Damien siempre había sido raro pero con él comportándose dulce hacia ella, ella trataba de estar más alerta a su presencia.
Ella negó con la cabeza y él sonrió, —Ratón confundido.
Vete a dormir.
Mañana será un día largo —continuando él mirándola fijamente, Penny cerró los ojos esperando que Damien también se durmiera.
Esa noche no experimentó ningún sueño y durmió a través de la noche tranquila para despertarse al día siguiente encontrándose en los brazos del vampiro de sangre pura.
Damien tenía su brazo alrededor de ella con su cabeza que había hecho nido cerca de su pecho.
Cuando lo empujó, le escuchó decir, —Quédate un rato más así, Ratón.
El sueño no siempre es un privilegio —¡a ella eso no le importaba!
En un intento por alejarlo, cayó de la cama y al suelo con un golpe.
—¿Estás bien?
—él le preguntó desde la cama, levantándose con una de sus manos mientras ella entrecerraba los ojos hacia él.
Con el sonido de alguien tocando la puerta, Penny se levantó y fue a abrir.

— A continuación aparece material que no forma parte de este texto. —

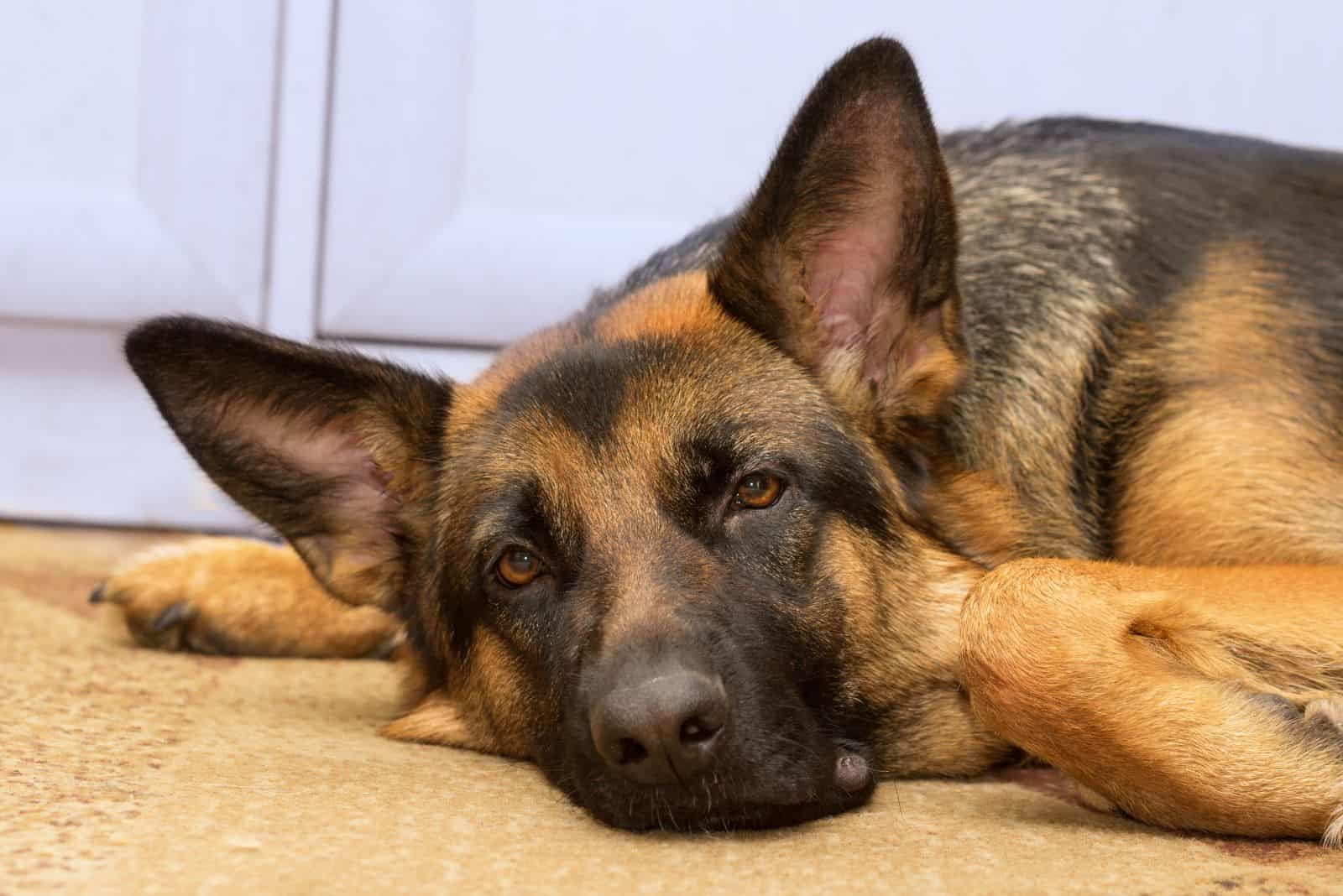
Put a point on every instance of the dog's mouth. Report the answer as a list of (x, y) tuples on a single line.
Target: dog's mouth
[(720, 801)]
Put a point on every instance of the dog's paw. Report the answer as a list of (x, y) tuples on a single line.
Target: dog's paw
[(241, 597), (1325, 715)]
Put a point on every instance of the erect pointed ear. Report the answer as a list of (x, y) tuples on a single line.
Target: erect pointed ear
[(846, 255), (333, 450)]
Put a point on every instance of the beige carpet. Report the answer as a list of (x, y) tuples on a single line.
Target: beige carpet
[(125, 770)]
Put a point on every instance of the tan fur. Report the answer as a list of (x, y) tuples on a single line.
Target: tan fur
[(673, 306), (1128, 679), (242, 596), (1239, 467)]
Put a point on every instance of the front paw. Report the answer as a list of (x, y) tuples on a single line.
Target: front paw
[(232, 596)]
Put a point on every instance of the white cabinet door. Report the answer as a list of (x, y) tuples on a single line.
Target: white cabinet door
[(134, 154), (492, 163)]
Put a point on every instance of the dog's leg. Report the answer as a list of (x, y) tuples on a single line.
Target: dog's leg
[(1197, 698), (241, 597)]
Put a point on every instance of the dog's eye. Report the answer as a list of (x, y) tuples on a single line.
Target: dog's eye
[(758, 491), (517, 568)]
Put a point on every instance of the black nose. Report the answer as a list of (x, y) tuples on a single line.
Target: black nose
[(664, 727)]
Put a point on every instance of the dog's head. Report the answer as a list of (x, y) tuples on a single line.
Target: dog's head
[(673, 549)]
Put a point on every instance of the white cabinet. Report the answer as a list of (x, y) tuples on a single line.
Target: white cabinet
[(134, 159), (434, 177)]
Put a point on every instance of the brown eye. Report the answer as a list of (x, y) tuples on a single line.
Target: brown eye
[(759, 490), (517, 568)]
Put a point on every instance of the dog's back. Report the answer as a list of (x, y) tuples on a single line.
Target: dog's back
[(1155, 322)]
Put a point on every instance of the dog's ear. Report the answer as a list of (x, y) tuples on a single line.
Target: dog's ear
[(846, 255), (333, 450)]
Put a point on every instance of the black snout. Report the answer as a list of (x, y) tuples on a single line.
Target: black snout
[(661, 726)]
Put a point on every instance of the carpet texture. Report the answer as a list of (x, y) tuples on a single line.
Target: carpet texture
[(127, 770)]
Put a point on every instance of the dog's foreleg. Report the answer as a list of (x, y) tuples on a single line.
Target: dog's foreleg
[(239, 597), (1194, 698)]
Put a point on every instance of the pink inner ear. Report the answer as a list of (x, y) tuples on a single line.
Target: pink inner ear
[(848, 277), (331, 451)]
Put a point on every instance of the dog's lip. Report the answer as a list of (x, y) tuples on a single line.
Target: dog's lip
[(852, 782), (853, 772)]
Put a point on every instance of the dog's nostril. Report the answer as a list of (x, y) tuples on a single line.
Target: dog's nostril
[(696, 730), (631, 752)]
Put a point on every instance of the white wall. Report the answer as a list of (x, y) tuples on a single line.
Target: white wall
[(433, 174)]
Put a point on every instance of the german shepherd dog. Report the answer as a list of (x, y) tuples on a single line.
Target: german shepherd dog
[(857, 482)]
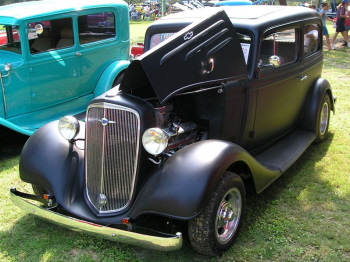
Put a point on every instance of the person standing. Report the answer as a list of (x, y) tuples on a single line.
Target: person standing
[(323, 14), (341, 16)]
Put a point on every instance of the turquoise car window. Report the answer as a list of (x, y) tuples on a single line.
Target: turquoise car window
[(10, 38), (95, 27), (49, 35), (311, 38)]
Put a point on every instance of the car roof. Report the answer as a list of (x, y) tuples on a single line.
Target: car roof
[(35, 9), (254, 16)]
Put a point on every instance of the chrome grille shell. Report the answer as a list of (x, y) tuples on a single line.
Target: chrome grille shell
[(111, 153)]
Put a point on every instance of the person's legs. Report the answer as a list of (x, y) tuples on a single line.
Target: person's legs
[(333, 40), (328, 43), (345, 36)]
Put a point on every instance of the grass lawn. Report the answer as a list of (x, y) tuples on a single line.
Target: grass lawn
[(303, 216)]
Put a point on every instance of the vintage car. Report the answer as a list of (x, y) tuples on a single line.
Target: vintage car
[(231, 100), (55, 57)]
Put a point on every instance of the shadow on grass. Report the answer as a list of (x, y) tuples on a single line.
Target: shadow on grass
[(301, 175), (33, 239)]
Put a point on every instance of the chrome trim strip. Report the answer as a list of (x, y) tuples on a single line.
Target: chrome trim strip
[(173, 242), (3, 91)]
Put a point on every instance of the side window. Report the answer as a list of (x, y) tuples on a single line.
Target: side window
[(278, 48), (96, 27), (10, 38), (311, 36), (49, 35), (156, 39), (245, 41)]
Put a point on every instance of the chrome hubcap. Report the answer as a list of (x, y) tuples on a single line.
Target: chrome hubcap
[(228, 215), (324, 119)]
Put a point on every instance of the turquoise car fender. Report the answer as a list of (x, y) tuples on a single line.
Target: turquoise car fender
[(112, 72)]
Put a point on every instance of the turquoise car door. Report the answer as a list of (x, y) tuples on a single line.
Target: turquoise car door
[(54, 77), (15, 85)]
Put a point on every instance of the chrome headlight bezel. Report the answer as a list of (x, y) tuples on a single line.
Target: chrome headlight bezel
[(69, 127), (155, 140)]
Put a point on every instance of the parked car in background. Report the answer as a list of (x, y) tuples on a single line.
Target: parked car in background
[(231, 100), (55, 57)]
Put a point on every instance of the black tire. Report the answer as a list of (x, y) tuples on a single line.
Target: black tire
[(38, 191), (323, 116), (207, 232)]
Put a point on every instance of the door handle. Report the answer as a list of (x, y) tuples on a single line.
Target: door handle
[(302, 77)]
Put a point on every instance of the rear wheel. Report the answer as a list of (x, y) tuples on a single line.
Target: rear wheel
[(216, 228), (323, 115)]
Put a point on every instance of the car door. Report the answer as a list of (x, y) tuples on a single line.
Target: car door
[(99, 47), (281, 86), (55, 72), (15, 84)]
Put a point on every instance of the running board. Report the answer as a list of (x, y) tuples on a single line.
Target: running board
[(287, 151)]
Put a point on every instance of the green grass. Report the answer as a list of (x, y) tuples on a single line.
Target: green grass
[(303, 216)]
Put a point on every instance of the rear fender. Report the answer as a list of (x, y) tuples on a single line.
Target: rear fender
[(182, 187), (309, 119)]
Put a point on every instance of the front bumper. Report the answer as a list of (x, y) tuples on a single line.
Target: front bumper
[(163, 243)]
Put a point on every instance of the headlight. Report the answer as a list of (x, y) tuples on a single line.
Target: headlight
[(155, 140), (68, 127)]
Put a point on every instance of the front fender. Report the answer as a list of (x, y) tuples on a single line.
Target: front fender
[(309, 119), (50, 161), (182, 187), (109, 75)]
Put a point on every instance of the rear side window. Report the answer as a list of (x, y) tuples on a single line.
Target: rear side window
[(96, 27), (10, 38), (278, 48), (44, 36), (311, 38)]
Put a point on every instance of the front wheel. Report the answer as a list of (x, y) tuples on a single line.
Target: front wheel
[(323, 115), (216, 228)]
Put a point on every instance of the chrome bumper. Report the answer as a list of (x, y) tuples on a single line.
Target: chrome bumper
[(164, 243)]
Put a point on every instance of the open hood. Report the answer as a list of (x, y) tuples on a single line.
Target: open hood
[(205, 52)]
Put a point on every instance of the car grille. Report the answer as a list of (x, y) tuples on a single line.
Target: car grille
[(112, 139)]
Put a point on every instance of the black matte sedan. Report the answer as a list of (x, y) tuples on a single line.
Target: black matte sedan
[(223, 99)]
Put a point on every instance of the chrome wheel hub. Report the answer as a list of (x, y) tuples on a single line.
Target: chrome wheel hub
[(228, 215), (324, 119)]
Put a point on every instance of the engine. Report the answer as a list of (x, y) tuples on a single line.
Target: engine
[(179, 133)]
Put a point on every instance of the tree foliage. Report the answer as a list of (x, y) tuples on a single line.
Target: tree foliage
[(6, 2)]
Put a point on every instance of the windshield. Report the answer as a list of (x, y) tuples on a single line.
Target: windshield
[(244, 39), (10, 38)]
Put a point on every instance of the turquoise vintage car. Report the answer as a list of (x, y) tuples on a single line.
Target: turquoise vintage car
[(56, 56)]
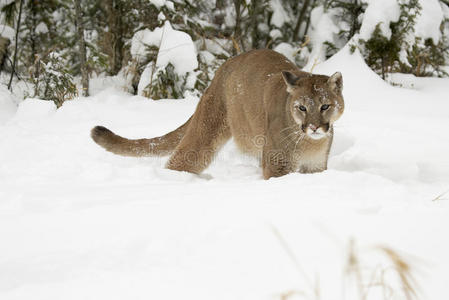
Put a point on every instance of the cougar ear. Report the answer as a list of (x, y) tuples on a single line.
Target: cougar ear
[(336, 82), (290, 80)]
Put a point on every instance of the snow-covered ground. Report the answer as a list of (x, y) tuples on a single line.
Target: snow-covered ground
[(77, 222)]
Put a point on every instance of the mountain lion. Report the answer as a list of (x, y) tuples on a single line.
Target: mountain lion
[(269, 107)]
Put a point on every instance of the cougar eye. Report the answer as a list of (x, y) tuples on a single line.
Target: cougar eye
[(324, 107)]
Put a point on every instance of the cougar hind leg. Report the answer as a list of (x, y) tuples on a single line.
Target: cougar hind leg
[(206, 134)]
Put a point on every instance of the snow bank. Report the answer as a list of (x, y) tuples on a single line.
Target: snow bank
[(34, 109)]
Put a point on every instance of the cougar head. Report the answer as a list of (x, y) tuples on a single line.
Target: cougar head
[(315, 101)]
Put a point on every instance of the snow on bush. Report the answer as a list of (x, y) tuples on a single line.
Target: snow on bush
[(280, 16), (382, 13), (170, 71), (429, 20), (7, 104)]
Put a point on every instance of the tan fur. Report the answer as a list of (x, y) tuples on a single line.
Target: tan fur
[(254, 98)]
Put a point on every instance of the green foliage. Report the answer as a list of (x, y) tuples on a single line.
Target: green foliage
[(403, 52), (381, 53), (53, 80)]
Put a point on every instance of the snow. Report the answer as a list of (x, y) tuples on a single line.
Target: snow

Era el mayordomo que tenía un vestido con él, —Tráeme los alfileres que están en los cajones.
El azul irá bien —ordenó al mayordomo.
—Sí, Maestro Damien —Falcon inclinó la cabeza para salir del umbral una vez que había entregado el vestido a Penny.
—¿A dónde vamos?
—preguntó, girándose para mirar a Damien que se había recostado de nuevo en la cama con los ojos cerrados.
—Sentencia tiene una fiesta de té con sangre vampírica en su mansión.
He estado evitando las otras reuniones de té pero no puedo faltar a esta —dijo con un suspiro antes de sentarse en la cama y mirar el vestido que ella tenía en la mano.
Penny recordó a la mujer, era el mismo día que había visto a un esclavo siendo maltratado.
La vampira que tenía mejores modales que la que había azotado a su esclavo, —Ella es una querida amiga mía así que no te preocupes si tu mente imaginativa piensa que hay algo entre nosotros.
—No lo hice —Penny apretó sus labios, viendo a Damien girar para poner sus pies en el suelo y caminar hacia donde ella estaba.
Metió sus manos en los bolsillos del pantalón.
—Lo sé pero siempre es mejor aclarar las cosas que tener un montón de malentendidos.
¿No estás de acuerdo?
—y con eso, se inclinó hacia adelante para darle un piquito en los labios, —Vístete ahora —caminó hacia la puerta, girando el pomo y saliendo de la habitación.